Lines drawn by legislative Democrats in 2022 would have made their party the favorites in 22 of 26 congressional races.  The lines were challenged by a coalition of Republican groups who said they were unconstitutionally gerrymandered.  The state Court of Appeals ultimately decided in their favor, overturning lines drawn by the legislature.

The court placed the task of drawing the new lines in the hands of a special master who created the congressional districts that are in place today.  In November, Democrats were only able to win 15 of 26 seats in the state, far fewer than than had hoped.  Since then, party leaders in Washington and Albany have been looking for a way to reverse their fortunes and the latest court case is a part of that effort. 

“For all their pontificating and high-minded rhetoric about trying to defend democracy, well here they’re trying to subvert it,” former Rep.
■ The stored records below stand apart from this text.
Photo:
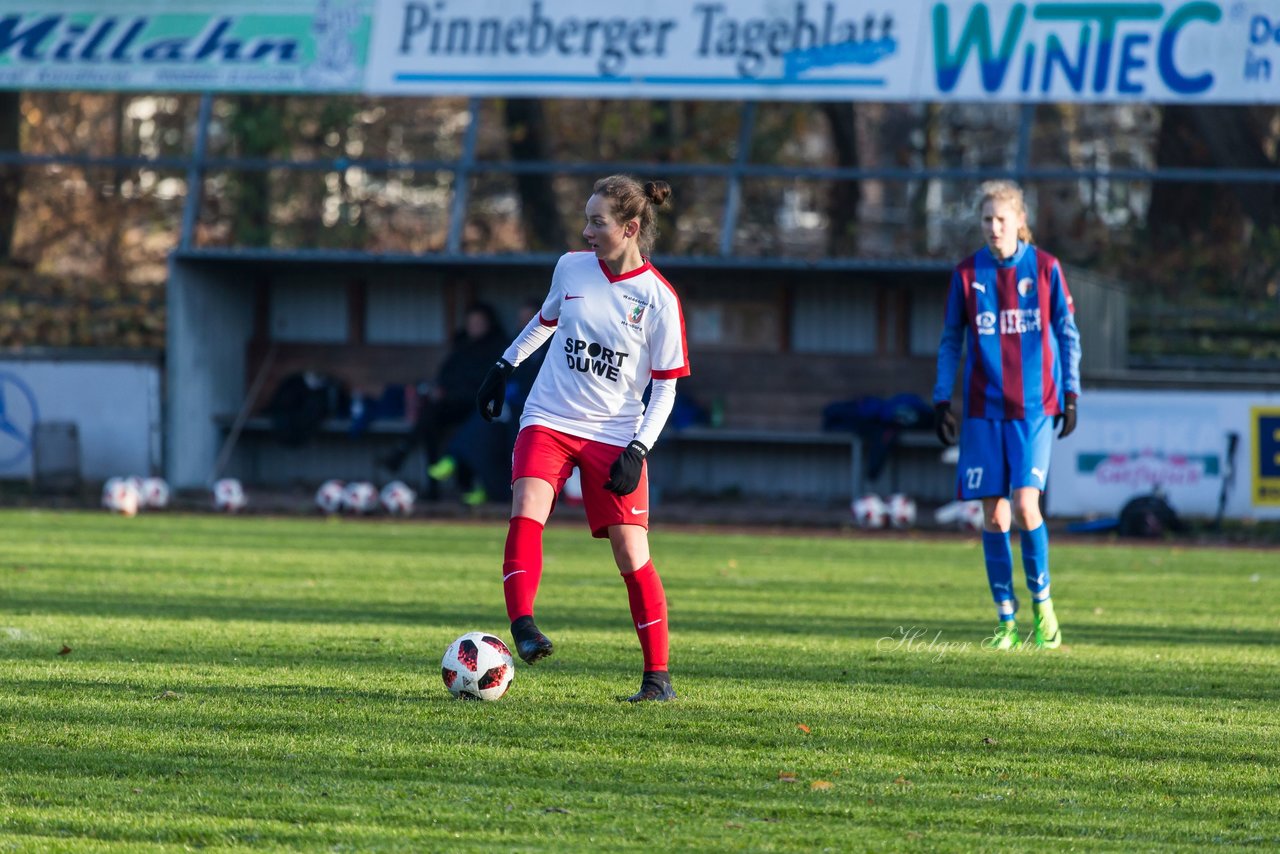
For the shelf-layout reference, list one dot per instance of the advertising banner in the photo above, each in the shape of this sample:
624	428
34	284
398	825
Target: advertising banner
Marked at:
876	50
1197	448
197	45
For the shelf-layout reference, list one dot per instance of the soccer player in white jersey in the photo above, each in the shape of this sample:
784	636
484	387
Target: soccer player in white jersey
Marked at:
615	324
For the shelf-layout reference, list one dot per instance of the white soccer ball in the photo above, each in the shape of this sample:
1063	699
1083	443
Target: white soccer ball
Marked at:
229	496
970	516
330	496
155	493
869	511
109	489
360	497
478	666
398	498
120	496
901	511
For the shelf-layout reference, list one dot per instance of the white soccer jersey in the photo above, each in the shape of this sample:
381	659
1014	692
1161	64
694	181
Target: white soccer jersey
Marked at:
612	336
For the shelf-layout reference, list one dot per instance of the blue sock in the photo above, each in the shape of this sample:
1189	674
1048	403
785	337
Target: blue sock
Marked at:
1036	561
1000	571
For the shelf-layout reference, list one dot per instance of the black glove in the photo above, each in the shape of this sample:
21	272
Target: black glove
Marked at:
493	391
625	471
945	423
1066	419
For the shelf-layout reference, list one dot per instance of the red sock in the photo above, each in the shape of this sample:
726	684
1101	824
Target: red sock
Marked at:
649	613
522	566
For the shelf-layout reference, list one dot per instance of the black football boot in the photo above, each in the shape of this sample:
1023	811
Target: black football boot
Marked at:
531	644
656	686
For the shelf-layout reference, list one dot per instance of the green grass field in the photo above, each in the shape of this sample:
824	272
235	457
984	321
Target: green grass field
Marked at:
274	683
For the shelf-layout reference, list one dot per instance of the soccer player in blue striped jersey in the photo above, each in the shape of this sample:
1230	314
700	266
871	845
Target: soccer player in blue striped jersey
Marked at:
1022	379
John Faso (R, Kinderhook), who has helped guide the GOP’s legal strategy around redistricting in recent years, said after the hearing.  “Their goal here, if they win, is to put this case back into the backrooms of Albany and D.C. so they can gerrymander the whole state.”

A Constitutional Amendment passed in 2014 created a bipartisan Independent Redistricting Commission which was supposed to draw congressional and state legislative districts in the wake of the 2020 census.  When that commission failed to reach agreement, Democrats in the Assembly and Senate drew and adopted their own maps. 

Democrats argue that the decision made by the court in 2022 should only impact that year’s races, and not races until the next redistricting is scheduled in 2032.  They want the decision on more permanent lines to be returned to the Independent Redistricting Commission as mandated by the state constitution. 

“The IRC has a constitutional obligation to finish drawing New York’s congressional map,” said attorney Aria Branch of the Elias Law Group, a Democratic-aligned firm which brought the case.  The court “drew a map in emergency circumstances for the 2022 elections only.  That emergency is now over.”

Presumably if Democrats are successful the process would start over, giving them another bite at the apple to produce partisan friendly maps for their members and challengers.  The added wrinkle is that the Court of Appeals has changed since 2022, with a more liberal majority now in charge.  The belief among some insiders is that the revamped court would rule in favor of Democrat drawn lines this time around.